Tab. II Reports of cercariae emergence at temperatures comparable to those used in the present work [Refs. (References): 1, LO & LEE, 1996; 2, SCHMIDT & FRIED, 1996; 3, LYHOLT & BUCHMANN, 1996; 4, TERHUNE et al., 2002; 5, MORLEY et al., 2010]. 

Despite differences in the expression of results or the protocol for evaluating the effect of temperature, the examples listed in Tab. II show that cercarial emergence usually increases with elevations in temperature up to an optimum level. In addition to the those studies, we would cite results obtained by Vignoles et al. (2014) with the Fasciola hepatica-Galba trucatula model since with that paradigm a decrease in temperature by an abrupt change into colder water, in fact, stimulated emergence. By contrast, Morley et al. (2010) found that the shedding of Echinoparyphium recurvatum, after first increasing with elevations in temperature, stabilized within the range of 17 to 25 °C, and after that plateau decreased at temperatures above 25 °C. This latter decline in emergence is consistent with our own observations but differs from the findings of Schmidt & Fried (1996), whose results coincided with those of Poulin (2006)-namely, that "an increase of a few degrees in environmental temperatures should lead to marked increases in cercarial emergence from the snail's first intermediate hosts", but, we must advise that these studies have been indicated by Morley & Lewis (2013) to be likely associated with inadequate acclimation of snails to experimental conditions. Our results and the comparable findings of Morley et al. (2010) would indicate that the emergence and resulting abundance of freshwater cercariae in temperate climates are not necessarily increased by an elevation in temperature above 25 °C.
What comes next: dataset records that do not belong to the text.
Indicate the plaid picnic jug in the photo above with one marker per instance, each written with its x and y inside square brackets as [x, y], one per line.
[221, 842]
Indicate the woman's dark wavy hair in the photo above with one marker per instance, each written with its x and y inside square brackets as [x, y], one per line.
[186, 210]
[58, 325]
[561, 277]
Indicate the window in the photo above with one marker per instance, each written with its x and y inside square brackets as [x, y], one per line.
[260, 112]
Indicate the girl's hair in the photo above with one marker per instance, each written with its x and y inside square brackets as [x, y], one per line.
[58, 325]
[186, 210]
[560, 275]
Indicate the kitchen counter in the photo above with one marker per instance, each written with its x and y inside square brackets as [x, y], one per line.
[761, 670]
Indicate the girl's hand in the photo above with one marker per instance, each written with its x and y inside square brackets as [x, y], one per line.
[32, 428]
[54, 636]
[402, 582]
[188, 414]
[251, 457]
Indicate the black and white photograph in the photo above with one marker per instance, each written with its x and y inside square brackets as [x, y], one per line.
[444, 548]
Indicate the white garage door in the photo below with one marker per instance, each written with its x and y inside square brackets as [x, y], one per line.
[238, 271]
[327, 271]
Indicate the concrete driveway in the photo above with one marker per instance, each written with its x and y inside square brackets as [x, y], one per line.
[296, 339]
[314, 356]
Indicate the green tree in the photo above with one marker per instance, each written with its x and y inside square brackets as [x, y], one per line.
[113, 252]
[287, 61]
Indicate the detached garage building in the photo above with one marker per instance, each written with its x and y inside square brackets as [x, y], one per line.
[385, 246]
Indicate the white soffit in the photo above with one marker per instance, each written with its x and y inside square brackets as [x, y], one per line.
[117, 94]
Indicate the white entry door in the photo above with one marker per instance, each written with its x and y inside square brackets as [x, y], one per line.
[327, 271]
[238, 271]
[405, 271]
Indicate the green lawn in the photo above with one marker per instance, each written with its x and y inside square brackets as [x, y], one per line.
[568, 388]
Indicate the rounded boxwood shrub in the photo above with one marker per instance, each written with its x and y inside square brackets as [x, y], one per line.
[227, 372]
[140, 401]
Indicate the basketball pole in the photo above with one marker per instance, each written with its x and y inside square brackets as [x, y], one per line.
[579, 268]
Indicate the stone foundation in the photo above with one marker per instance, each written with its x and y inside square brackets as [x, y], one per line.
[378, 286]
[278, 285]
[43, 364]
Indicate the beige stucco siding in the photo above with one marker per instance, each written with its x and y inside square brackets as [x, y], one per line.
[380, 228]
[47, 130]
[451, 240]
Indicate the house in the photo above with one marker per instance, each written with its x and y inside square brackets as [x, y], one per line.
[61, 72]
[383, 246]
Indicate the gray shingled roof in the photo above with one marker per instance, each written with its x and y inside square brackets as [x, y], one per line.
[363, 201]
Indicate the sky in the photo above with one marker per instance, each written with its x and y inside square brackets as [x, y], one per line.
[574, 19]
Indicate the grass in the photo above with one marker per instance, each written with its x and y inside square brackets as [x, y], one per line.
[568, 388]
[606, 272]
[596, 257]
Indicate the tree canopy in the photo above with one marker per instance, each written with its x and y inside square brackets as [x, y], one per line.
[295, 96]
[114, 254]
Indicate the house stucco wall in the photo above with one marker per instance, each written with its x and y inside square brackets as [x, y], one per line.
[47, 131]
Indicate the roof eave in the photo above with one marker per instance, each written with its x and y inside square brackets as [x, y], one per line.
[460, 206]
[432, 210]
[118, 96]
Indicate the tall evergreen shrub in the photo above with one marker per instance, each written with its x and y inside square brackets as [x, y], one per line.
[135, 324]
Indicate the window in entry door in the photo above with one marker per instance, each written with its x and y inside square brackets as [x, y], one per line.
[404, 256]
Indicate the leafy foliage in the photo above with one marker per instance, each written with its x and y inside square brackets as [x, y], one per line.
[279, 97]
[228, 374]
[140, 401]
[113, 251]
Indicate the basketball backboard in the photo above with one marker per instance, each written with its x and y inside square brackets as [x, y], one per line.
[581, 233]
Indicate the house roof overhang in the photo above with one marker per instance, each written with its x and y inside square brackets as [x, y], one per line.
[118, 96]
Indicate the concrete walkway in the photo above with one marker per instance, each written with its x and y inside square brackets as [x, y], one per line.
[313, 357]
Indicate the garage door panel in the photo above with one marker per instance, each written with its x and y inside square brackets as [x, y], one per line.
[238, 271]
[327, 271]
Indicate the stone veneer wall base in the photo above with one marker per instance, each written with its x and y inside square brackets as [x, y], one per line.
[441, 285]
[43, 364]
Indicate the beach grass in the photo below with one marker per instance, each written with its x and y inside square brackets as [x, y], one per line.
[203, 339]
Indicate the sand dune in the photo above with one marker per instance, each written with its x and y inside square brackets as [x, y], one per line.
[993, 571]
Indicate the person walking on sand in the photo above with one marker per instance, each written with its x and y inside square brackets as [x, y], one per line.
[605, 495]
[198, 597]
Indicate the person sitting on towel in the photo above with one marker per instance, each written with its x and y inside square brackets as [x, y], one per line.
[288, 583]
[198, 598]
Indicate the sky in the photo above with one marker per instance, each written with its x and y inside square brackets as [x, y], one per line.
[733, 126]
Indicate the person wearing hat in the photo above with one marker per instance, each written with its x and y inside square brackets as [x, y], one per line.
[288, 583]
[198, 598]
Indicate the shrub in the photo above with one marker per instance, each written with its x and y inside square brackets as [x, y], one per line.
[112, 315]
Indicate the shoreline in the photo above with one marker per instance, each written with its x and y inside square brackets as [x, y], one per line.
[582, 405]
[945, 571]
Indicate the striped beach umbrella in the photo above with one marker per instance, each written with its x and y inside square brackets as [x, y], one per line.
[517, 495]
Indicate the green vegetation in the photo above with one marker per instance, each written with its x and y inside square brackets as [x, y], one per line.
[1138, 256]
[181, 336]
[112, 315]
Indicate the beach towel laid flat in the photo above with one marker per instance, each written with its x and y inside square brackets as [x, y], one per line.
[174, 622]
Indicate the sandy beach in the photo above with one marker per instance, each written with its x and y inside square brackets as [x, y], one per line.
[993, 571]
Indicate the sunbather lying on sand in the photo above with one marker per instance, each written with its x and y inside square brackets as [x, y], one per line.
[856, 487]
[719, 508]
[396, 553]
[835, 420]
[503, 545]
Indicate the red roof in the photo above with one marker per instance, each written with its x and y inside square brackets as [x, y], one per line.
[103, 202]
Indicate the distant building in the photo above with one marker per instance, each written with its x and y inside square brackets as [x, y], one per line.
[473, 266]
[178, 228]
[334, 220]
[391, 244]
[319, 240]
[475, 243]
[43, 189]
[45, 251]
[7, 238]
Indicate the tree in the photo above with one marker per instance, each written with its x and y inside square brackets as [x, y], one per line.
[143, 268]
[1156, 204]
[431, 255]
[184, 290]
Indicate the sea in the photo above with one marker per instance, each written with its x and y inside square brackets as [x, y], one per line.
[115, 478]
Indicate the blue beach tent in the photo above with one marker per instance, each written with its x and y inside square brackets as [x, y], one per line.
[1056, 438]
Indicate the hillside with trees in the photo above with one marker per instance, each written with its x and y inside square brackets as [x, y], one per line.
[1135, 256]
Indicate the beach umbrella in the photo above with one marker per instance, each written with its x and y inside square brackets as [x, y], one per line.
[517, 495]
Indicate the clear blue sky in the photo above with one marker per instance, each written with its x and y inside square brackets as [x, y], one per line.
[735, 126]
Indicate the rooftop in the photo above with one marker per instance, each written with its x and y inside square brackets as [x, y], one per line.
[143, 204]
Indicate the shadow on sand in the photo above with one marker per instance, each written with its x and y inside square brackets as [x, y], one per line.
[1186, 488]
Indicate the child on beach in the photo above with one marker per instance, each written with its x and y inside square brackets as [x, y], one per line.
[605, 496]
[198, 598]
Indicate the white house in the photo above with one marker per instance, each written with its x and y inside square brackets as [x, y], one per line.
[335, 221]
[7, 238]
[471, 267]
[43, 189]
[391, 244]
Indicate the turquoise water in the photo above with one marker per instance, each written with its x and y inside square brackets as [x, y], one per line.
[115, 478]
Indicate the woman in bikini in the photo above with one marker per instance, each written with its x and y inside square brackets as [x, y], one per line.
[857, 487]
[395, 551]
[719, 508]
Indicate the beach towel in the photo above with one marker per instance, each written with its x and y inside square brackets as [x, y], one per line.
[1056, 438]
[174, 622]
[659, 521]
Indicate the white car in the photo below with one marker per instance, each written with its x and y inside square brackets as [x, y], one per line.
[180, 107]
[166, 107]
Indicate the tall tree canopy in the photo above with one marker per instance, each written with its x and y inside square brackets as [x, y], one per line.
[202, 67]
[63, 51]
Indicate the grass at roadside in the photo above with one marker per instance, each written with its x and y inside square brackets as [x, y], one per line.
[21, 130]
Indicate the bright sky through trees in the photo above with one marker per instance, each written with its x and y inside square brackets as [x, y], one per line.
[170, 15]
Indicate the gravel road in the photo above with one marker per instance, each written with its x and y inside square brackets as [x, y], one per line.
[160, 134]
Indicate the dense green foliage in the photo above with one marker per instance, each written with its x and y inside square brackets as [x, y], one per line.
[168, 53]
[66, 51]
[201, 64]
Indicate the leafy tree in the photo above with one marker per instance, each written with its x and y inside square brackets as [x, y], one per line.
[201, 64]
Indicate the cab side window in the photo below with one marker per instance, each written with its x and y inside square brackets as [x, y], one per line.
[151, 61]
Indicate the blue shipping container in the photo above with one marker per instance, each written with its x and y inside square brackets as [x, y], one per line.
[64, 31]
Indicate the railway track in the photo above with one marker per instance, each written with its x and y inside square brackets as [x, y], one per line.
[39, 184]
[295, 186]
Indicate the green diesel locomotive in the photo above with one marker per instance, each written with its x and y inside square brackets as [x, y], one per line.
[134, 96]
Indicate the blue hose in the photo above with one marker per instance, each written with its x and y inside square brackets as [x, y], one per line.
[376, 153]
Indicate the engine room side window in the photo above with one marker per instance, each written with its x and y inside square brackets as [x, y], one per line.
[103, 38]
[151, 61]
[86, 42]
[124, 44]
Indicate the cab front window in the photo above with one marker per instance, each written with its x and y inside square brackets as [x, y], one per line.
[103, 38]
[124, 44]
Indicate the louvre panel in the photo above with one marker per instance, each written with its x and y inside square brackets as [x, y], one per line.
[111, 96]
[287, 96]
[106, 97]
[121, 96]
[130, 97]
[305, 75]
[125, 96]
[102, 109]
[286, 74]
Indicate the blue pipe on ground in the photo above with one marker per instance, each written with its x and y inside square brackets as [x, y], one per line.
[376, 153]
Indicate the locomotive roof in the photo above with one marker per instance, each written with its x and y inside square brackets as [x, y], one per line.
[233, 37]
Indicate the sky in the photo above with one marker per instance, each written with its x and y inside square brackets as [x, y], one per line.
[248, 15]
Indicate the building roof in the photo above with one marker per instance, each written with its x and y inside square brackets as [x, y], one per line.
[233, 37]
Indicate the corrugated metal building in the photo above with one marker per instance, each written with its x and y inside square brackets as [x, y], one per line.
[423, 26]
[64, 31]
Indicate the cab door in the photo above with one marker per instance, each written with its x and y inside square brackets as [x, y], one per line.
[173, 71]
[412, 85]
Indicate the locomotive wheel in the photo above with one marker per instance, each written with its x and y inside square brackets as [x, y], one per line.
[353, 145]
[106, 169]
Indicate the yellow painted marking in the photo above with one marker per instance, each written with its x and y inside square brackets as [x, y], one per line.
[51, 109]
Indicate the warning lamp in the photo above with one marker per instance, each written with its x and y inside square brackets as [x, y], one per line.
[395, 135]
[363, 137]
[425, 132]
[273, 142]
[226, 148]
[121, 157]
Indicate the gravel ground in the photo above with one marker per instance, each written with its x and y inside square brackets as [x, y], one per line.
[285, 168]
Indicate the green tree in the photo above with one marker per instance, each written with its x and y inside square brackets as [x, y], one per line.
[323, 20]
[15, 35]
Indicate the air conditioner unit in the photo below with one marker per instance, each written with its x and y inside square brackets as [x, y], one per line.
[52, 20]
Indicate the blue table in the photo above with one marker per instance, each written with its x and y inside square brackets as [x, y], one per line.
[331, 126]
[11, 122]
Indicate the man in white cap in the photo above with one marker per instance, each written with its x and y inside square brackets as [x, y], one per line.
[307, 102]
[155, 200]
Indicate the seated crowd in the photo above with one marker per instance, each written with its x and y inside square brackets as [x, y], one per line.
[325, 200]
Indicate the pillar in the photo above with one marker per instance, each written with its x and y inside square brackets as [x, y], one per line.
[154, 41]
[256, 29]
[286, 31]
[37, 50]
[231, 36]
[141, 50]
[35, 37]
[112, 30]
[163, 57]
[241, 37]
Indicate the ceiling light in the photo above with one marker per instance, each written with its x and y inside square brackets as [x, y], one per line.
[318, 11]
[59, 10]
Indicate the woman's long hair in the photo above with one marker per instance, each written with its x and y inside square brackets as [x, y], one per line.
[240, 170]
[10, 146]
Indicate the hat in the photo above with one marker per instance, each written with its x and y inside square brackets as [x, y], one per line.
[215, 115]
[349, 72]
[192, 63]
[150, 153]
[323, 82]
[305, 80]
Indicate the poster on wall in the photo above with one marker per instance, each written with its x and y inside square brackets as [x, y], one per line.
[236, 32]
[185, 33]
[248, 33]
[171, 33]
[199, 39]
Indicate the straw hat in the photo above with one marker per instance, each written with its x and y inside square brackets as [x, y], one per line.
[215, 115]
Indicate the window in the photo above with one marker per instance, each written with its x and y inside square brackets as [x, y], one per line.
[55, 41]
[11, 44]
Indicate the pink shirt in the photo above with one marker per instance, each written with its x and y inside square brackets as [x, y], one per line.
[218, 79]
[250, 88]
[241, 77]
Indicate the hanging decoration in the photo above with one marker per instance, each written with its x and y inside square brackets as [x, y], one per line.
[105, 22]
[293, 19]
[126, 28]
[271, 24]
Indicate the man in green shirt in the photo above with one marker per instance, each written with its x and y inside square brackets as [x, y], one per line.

This conclusion coincides with the proposal in the review of Morley & Lewis (2013) that midlatitude species (i. e., from between 36 and 60°), such as those studied here, exhibit an optimum temperature of emergence from 15 to 25 °C. Therefore, from the results of the present study and the observations of the earlier work cited above, an elevation in ambient temperature cannot be said to enhance cercarial shedding in general; rather, the effect of temperature on emergence is a trematode-specific phenomenon.

Finally, since information on the influence of temperature is needed to gain a better understanding of cercarial emergence in Argentina, the results reported here will provide valuable data on this question since these findings enable a greater understanding of the ecology of the South-American trematodes of temperate climates. Because temperature would be one of the main abiotic conditions affecting cercarial shedding, the use of an optimum temperature with these trematode types will facilitate further studies for determining the effect of additional influences - both environmental and anthropic - on the life cycle of these parasites.


We thank Jorge Barneche for his help during fieldwork. The CONICET provided financial support. Dr. Donald F. Haggerty, a retired academic career investigator and native English speaker, translated certain portions of the manuscript from the original Spanish and edited the final version.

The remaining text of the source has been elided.